Карпы и караси выглядели такими вкусными, что о другом старший стол тут же позабыл и новые блюда с квашенной капустой, кашей с салом и грибы – теперь досталось младшему столу почти не тронутыми.
Отдав должное рыбе, и дав возможность гостям, как следует, наесться, посадник прямо поинтересовался целями рыцаря и его отряда. И тут даже Лесобор навострил уши.
– И как тогда решать – кто зло, а кто нет? – то вопрошал рыцарь, глава нового ордена у боярина. Так, будто их разговор, начатый при Верхуславе, и не прерывался. – Среди тех, кто мельче, чем Зверь, – уточнил Рудольф. – Как их отличать?
– Сердцем и умом.
– А ну как ошибешься?
– Все могут ошибиться. Нельзя убивать всех подряд, – мягко напомнил рыцарю Лис, – Каждая тварь Божья – жить хочет. А вот таких, как Зверь – милое дело.
Зояр поднялся со своего места, порылся в небольшой суме, что была при нем – вынул богатырский оберег. Тот самый, который трижды проклятый предатель рода человеческого Вольг – сбросил.
– Сейчас – узнаем – будет ли тебе от земли этой вспоможение, – продекламировал он, и надел на шею рыцаря оберег.
Ничего. Пустая, мертвая железка с выдавленными на ней картинками, болталась на могучей шее, никак не проявляя себя.
– Не хочет тебя, – заключил жрец, цокнув языком. – Не твой и не твое.
– Не будет подсказок свыше. Самому придется, – заключил Лис.
– Как?
– Как всем, – пожал плечами боярин. – Совесть должна подсказать. И человеколюбие.

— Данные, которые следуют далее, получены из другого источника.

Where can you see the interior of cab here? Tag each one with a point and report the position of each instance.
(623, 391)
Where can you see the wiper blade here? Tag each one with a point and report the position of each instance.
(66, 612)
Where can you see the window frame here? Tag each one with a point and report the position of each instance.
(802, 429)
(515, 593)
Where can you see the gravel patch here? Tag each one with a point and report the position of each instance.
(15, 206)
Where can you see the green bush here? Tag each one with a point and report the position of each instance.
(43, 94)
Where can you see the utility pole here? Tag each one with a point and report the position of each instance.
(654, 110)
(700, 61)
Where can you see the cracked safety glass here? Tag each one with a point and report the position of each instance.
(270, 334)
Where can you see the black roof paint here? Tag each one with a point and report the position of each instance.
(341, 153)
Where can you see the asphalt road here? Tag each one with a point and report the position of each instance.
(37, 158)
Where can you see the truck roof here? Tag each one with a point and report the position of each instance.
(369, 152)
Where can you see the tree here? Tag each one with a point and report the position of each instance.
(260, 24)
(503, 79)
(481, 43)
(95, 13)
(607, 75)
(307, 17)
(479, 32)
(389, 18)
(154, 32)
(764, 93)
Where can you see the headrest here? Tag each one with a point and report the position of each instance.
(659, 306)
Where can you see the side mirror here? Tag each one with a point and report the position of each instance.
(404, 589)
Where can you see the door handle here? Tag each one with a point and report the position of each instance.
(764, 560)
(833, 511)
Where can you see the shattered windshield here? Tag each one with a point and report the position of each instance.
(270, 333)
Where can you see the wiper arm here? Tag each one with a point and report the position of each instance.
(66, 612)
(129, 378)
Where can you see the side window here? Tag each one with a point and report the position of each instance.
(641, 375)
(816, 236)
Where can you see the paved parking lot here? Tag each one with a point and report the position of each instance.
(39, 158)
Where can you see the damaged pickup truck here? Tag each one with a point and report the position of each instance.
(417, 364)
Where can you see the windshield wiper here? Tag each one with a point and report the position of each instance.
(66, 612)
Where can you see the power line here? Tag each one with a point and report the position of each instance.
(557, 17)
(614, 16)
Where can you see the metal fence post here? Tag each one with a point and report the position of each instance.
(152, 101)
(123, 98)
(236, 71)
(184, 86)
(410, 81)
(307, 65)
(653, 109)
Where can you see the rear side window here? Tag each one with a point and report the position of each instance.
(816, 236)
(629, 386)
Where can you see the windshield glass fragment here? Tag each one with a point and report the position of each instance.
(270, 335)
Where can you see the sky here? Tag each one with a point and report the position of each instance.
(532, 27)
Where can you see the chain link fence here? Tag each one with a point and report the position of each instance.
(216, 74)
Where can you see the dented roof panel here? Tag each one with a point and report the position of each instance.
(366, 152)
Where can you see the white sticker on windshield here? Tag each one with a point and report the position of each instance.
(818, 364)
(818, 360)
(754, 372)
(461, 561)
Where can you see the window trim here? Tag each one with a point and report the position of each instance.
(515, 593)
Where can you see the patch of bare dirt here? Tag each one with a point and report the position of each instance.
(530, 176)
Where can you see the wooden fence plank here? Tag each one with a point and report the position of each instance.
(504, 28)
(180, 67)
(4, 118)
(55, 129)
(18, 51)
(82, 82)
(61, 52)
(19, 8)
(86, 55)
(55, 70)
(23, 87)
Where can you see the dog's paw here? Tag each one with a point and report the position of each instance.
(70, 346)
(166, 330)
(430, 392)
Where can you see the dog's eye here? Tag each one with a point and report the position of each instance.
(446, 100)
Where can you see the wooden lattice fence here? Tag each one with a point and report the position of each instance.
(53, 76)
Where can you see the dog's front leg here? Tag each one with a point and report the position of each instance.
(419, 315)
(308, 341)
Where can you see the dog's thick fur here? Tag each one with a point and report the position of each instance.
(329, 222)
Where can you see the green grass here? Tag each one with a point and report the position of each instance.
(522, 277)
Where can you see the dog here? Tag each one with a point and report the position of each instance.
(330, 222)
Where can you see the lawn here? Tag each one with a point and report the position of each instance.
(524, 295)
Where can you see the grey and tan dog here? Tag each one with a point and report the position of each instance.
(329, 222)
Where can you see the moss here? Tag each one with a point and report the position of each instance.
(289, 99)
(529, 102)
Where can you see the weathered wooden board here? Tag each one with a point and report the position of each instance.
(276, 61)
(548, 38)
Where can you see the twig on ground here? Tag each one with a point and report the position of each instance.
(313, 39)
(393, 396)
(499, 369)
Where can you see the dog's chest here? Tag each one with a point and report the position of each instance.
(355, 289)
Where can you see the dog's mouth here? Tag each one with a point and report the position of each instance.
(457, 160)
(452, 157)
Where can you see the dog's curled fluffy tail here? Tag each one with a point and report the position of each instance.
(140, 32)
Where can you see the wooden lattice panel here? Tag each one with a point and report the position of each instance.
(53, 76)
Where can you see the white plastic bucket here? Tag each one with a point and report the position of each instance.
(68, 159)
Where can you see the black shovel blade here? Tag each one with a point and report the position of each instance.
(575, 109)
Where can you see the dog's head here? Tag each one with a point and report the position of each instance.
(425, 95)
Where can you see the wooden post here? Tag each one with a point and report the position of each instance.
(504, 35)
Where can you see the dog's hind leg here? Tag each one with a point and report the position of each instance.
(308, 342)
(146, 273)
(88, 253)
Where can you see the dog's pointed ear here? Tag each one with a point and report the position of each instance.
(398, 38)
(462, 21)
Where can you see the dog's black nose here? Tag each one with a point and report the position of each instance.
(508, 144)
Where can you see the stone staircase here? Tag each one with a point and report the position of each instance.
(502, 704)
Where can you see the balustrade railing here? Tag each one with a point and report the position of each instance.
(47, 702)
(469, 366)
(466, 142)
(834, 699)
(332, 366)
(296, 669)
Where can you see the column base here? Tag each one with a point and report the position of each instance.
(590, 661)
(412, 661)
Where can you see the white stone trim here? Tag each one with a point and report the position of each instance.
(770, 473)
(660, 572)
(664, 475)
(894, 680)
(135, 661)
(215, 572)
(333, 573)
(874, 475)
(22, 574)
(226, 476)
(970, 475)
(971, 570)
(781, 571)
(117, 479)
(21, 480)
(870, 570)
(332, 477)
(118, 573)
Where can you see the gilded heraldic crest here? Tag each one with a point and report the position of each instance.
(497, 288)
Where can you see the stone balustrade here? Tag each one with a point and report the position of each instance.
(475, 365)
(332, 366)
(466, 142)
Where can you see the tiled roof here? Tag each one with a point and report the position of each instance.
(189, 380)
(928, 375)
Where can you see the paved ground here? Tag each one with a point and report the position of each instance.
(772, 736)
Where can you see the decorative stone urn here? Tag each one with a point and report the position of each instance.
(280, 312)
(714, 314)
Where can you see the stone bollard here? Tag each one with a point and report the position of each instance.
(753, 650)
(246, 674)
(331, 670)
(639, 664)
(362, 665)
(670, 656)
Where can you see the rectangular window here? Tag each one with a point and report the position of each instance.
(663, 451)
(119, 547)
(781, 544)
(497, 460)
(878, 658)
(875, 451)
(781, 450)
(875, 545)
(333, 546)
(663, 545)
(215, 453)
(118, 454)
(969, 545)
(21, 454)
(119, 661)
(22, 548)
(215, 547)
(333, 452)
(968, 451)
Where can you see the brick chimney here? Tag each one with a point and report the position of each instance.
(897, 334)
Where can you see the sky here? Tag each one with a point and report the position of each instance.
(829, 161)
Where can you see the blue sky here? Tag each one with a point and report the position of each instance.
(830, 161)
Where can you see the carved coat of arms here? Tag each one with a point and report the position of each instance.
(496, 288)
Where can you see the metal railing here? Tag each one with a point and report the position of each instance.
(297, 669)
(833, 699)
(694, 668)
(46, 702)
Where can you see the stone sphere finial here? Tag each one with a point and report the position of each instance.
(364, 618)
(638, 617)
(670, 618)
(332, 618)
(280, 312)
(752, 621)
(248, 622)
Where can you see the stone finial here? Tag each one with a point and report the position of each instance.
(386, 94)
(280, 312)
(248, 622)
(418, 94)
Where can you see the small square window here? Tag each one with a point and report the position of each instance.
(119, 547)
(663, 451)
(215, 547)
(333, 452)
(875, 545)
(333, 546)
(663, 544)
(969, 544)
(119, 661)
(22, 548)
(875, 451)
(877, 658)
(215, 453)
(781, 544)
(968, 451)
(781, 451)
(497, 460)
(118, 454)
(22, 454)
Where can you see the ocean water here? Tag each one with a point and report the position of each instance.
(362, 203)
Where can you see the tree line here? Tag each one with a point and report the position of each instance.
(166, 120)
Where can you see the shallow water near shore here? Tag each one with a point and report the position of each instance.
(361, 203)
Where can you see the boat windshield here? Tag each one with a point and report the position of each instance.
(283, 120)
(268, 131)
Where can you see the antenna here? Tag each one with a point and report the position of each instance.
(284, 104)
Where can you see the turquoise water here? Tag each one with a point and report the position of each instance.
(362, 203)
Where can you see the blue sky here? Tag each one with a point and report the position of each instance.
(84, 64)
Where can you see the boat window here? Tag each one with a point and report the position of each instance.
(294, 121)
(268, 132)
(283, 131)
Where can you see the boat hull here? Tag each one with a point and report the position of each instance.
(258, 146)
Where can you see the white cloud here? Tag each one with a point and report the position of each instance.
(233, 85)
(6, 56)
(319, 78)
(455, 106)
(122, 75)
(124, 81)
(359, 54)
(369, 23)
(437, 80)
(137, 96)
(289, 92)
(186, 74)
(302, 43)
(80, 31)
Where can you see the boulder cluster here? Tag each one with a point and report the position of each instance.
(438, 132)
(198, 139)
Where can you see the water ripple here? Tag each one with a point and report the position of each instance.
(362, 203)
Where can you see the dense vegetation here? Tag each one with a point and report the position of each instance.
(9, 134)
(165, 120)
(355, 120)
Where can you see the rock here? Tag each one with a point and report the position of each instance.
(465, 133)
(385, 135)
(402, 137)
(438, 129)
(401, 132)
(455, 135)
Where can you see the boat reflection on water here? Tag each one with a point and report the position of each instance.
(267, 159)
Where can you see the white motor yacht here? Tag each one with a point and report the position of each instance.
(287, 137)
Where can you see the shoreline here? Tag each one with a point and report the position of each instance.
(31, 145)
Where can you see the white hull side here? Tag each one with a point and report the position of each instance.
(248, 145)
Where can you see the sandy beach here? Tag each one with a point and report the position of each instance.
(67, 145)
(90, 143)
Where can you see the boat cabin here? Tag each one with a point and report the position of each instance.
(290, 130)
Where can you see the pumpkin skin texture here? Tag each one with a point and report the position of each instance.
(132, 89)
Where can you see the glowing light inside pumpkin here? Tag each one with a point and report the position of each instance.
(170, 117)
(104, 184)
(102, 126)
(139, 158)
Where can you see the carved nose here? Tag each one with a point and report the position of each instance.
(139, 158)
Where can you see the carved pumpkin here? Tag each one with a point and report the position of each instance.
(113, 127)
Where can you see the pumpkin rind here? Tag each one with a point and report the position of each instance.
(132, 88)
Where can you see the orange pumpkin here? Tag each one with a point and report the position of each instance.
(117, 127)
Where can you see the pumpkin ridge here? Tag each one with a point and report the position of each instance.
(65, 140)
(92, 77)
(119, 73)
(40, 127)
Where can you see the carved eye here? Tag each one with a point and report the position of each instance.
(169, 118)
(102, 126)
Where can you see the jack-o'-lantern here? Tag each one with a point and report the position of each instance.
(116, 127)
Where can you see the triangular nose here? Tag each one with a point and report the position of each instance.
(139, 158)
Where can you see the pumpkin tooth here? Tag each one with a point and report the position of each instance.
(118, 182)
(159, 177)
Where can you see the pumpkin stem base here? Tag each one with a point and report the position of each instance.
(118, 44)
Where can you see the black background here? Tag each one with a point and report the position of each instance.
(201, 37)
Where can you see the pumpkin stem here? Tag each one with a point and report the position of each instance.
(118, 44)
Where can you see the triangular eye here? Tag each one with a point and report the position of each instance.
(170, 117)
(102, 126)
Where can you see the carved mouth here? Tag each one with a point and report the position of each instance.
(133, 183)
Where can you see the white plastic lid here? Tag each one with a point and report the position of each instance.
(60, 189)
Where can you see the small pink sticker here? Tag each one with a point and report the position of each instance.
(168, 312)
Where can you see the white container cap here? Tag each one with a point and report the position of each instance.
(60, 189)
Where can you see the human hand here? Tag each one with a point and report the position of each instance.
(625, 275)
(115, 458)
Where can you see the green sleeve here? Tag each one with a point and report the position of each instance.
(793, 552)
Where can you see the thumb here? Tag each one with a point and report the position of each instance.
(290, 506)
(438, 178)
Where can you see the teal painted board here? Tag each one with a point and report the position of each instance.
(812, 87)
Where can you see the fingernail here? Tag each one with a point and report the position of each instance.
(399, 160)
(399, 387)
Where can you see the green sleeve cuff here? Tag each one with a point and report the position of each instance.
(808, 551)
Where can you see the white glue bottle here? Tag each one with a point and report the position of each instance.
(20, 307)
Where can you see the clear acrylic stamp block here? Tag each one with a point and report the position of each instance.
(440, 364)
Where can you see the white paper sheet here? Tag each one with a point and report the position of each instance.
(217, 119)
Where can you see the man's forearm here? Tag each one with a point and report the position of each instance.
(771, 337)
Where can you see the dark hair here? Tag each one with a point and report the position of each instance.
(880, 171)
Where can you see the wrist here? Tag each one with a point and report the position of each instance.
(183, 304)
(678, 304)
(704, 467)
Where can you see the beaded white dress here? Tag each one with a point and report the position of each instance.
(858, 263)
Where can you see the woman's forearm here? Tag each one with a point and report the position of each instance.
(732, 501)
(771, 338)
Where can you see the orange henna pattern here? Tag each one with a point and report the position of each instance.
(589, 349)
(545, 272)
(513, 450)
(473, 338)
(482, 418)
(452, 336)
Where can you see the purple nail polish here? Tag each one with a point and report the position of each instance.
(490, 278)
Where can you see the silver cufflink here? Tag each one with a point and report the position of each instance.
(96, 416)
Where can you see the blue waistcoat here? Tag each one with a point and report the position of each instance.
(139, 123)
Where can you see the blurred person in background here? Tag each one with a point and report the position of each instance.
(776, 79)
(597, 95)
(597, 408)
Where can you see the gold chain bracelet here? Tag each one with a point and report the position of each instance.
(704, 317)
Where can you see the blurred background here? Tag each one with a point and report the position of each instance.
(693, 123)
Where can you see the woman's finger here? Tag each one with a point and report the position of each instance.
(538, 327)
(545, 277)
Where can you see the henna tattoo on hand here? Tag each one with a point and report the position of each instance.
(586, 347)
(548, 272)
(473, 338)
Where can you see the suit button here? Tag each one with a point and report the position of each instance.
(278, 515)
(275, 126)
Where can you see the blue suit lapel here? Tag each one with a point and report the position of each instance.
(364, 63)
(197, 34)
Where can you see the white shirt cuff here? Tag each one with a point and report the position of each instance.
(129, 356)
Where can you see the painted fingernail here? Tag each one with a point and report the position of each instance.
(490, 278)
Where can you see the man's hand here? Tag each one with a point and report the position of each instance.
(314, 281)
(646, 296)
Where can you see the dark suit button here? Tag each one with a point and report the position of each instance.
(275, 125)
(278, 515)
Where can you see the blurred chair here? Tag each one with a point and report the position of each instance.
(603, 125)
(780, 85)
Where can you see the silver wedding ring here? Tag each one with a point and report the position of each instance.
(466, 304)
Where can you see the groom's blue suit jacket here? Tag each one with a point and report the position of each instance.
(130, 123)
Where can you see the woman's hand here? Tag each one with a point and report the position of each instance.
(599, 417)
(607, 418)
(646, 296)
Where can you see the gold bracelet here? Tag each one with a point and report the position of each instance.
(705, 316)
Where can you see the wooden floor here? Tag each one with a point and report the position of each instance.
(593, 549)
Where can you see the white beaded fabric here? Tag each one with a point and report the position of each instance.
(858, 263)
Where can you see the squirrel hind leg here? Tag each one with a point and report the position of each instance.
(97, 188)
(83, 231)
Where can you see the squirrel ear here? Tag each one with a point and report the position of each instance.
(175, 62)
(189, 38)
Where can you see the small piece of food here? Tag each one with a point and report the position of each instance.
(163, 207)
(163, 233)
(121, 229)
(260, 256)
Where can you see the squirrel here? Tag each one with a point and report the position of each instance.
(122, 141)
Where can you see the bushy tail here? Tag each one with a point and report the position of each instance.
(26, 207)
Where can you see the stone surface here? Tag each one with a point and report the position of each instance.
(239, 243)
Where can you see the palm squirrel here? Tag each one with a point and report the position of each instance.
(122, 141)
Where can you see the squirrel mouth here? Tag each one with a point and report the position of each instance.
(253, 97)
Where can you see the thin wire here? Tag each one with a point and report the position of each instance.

Лисослав вяло потыкал вилкой в сочный, румяный бок карпа – еда не лезла в глотку. Хотелось напиться, как бывало в молодости, да положение, паскуда такая – не давала такой возможности. Глянул на то, как оборотень, не чинясь, отъедался за все дни скудного их походного поста, пожевал губы и приложился к кубку. Видимо стоит еще посидеть-повременить за столом, потому как если он сейчас пойдет спать – терпеть волколака здесь никто не станет.
***
Спать было душно – людей собралось много, да и засиделись надолго, и потому пришлось лечь, куда было.
Клятый сон не шел, только болезненная дремота смаривала – рядом, подле лавки, прямо на полу, спал, громко посапывая Лесобор. Храпел наглый отрок, надерзивший на стене и спавший чуть поодаль на шкурах. Глухие звуки шагов за стеной – то в горнице, книзу, где житная холопов и отроков посадника, подымалась с овчин и соломы, очередная сторожа, а сменная им, торопливо снедая остатками боярской трапезы и запивая легким пивом, заваливались на те же постели, не давая им остыть. Два десятка – на стенах, два десятка – выборных из града – туда же, в ночную сторожу. Как и положено, чтоб град спал спокойно.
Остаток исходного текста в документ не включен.